The current U.S. led war in Iraq has suffered enormous casualties, where the toll on civilian lives is vague and many times unreported. The number of U.S. casualties is reported and monitored, many of which are the result of I.E.D.s (improvised explosive devices). Overall, the media coverage of these atrocities is given very little attention, often overshadowed by more personal and spectacular stories, such as child abductions and runaway brides. SWAMP's I.E.D. project aims to give real and physical presence to the death and violence occurring in the Middle East, by creating direct physical pain from the event of killed soldiers, whose toll and details are silently relegated to small or no print.

A Custom software application continuously monitors a web-site (icasualties.org) that updates the accumulation and personal details of slain U.S. soldiers. When new deaths are detected the data is extracted and sent wirelessly to custom hardware installed on the I.E.D. armband.
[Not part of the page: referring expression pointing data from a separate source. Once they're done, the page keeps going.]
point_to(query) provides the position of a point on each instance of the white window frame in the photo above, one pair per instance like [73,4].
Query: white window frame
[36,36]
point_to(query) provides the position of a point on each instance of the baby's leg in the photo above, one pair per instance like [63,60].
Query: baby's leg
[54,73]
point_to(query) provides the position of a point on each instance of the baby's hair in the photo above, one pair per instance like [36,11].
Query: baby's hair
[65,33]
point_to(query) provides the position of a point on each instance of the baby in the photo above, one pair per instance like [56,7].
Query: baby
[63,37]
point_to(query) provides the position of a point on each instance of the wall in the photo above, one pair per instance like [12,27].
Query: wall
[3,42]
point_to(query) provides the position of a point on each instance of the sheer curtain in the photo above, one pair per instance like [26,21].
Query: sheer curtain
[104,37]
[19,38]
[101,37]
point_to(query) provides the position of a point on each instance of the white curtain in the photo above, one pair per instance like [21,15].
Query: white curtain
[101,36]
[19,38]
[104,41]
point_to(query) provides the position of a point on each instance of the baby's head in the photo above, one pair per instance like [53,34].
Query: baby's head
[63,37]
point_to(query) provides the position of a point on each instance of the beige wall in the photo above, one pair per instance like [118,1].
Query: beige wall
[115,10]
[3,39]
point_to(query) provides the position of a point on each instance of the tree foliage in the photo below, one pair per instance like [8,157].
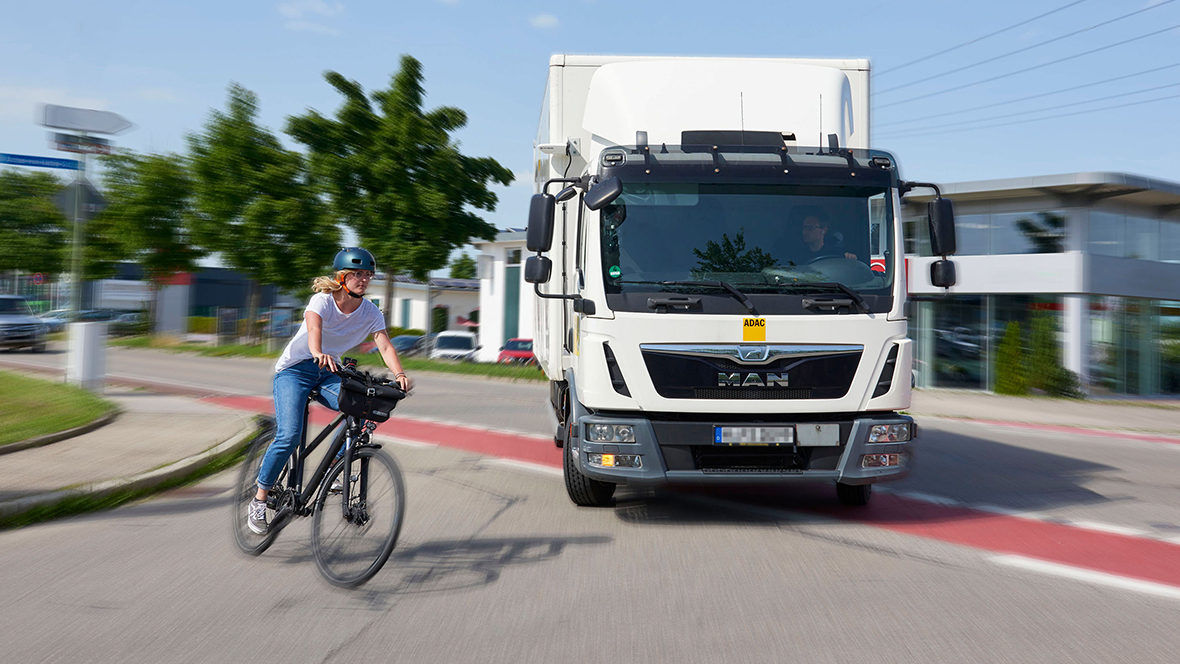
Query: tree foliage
[1010,375]
[255,202]
[732,256]
[463,268]
[150,211]
[394,173]
[34,235]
The LCD readout displays the soldiers' name, rank, cause of death and location and then triggers an electric solenoid to drive a needle into the wearers arm, drawing blood and immediate attention to the reality that someone has just died in the Iraq war that is raging far away.

SWAMP--Doug Eastery and Matt Kenyon--is an organization whose primary goal is to find creative expression within elements of culture that are inherently counter-creative.

Clusters of fast food chains are proportioned around residential subdivisions like feedbags strapped to the demographical heads of the middle class. Shopping malls tesselate around the structures of the automobile, leaving our phantom limbs to sleepwalk strapped in our seatbelts. At home, social spaces are replaced with control spaces: chairs and sofas rotate to obsequiously receive the glowing radiation from hundreds of channels whose collective voice weaves "BUY-NOW" messages into every facet of the meme-machine mislabeled 'creative programming'.